Kondisi demikian tidak saja terjadi di antara aparat dan masyarakat yang mengharapkan pelayanan namun penyimpangan juga terjadi secara internal. Anggaran tahunan pemerintah yang begitu besar dan dilimpahkan pada sebuah institusi pemerintah sering dilihat sebagai sarana mensejahterakan bersama bukan mensejahterakan rakyat. Penghematanpun dilaksanakan, beberapa perjalanan dinas dikorbankan alias difiktifkan untuk mengumpulkan uang bagi kesejateraan pegawai, perjalanan dinas yang seharusnya 5 hari cukup dilakukan 1 hari agar seorang pegawai dapat memperoleh tambahan uang kocek untuk dibawa pulang. Cukup siapkan bukti-bukti telah melakukan perjalanan dinas dan laporan perjalanan yang kadang tidak real. Demikian juga penggunaan anggaran untuk berbagai pengadaan fisik, tidak luput dari upaya mendapat uang bagi kepentingan bersama, nilai barang di mark-up agar anggaran seolah habis terpakai. Meskipun pengadaan barang dilakukan dengan tender, seringkali pemenang tender sudah ditentukan dari awal, yakni mereka yang mengerti perasaan aparat, sehingga kemudian di antara rekanan dan aparat terjadi kong-kalikong untuk bagi-bagi uang yang diterima, jika kemudian kualitas barang yang disediakan kualitasnya di bawah standar, tak apalah, penting semuanya bisa jaga rahasia dan sama-sama untung.

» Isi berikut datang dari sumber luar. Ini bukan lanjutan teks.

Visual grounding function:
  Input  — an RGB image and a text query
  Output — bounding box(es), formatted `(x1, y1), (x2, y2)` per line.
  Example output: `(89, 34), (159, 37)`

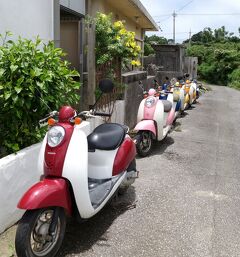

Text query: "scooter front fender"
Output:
(134, 120), (157, 136)
(17, 178), (72, 215)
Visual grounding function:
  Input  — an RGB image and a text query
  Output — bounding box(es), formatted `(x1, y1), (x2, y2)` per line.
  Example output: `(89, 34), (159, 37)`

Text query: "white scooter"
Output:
(134, 88), (175, 157)
(15, 79), (137, 257)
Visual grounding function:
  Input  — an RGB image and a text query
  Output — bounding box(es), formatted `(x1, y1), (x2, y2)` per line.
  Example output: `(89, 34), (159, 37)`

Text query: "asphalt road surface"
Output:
(0, 87), (240, 257)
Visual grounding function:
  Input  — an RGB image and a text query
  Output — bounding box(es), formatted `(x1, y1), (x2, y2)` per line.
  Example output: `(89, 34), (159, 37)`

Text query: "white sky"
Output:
(141, 0), (240, 43)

Tentunya sangat menyedihkan kondisi aparatus negara kita, berawal dari sebuah kebutuhan yang sangat manusiawi untuk mendapatkan kehidupan yang lebih baik, mendorong melembagakan berbagai penyimpangan dan kadang berakhir pada sebuah tragedy of common saat semua sama sepakat untuk menghabiskan anggaran negara secara tidak tepat dan mengorbankan apa yang menjadi tujuan semula tidak tercapai tanpa ada sebuah rasa penyesalan karena seolah sudah menjadi tindakan kolektif.

Kondisi caruk-marukpun tidak saja terjadi pada aparatur negara di level bawah dan menegah. Terdapat sejumlah kondisi yang turut menurunkan profesionalisme aparatur negara level atas yang bersumber dari kondisi yang tidak ideal bagaimana sang pejabat ditetapkan. Kekuatan politis dan hubungan promordial seringkali sangat menentukan orang-orang yang dapat memiliki jabatan. Jika saat ini sebuah partai politik tertentu berkuasa maka kader-kadernya secara tiba-tiba duduk pada posisi teras. Dan, jika tidak berdasarkan kepartaian, penentuan pejabat juga sering ditentukan oleh kesamaan suku, lulusan pendidikan dengan pejabat di atasnya.

Bukankah kondisi dapat mendorong pejabat teras akan lebih memikirkan kepentingan golongannya ataupun pimpinannya daripada masyarakat. Karena kalau masyarakat marah barangkali cukup didiamkan saja habis perkara tapi kalau pimpinan tidak senang atau partai kemudian menjadi tidak simpatik karena kebijakannya mungkin tidak menguntungkan partai maka konsekuensinya bisa berat alis dapat dicopot dari jabatan. Maka kebijakan yang diputuskan seringkali akhirnya menguntungkan kepetingan partai atau kelompok dal rakyat lagi-lagi dikorbankan.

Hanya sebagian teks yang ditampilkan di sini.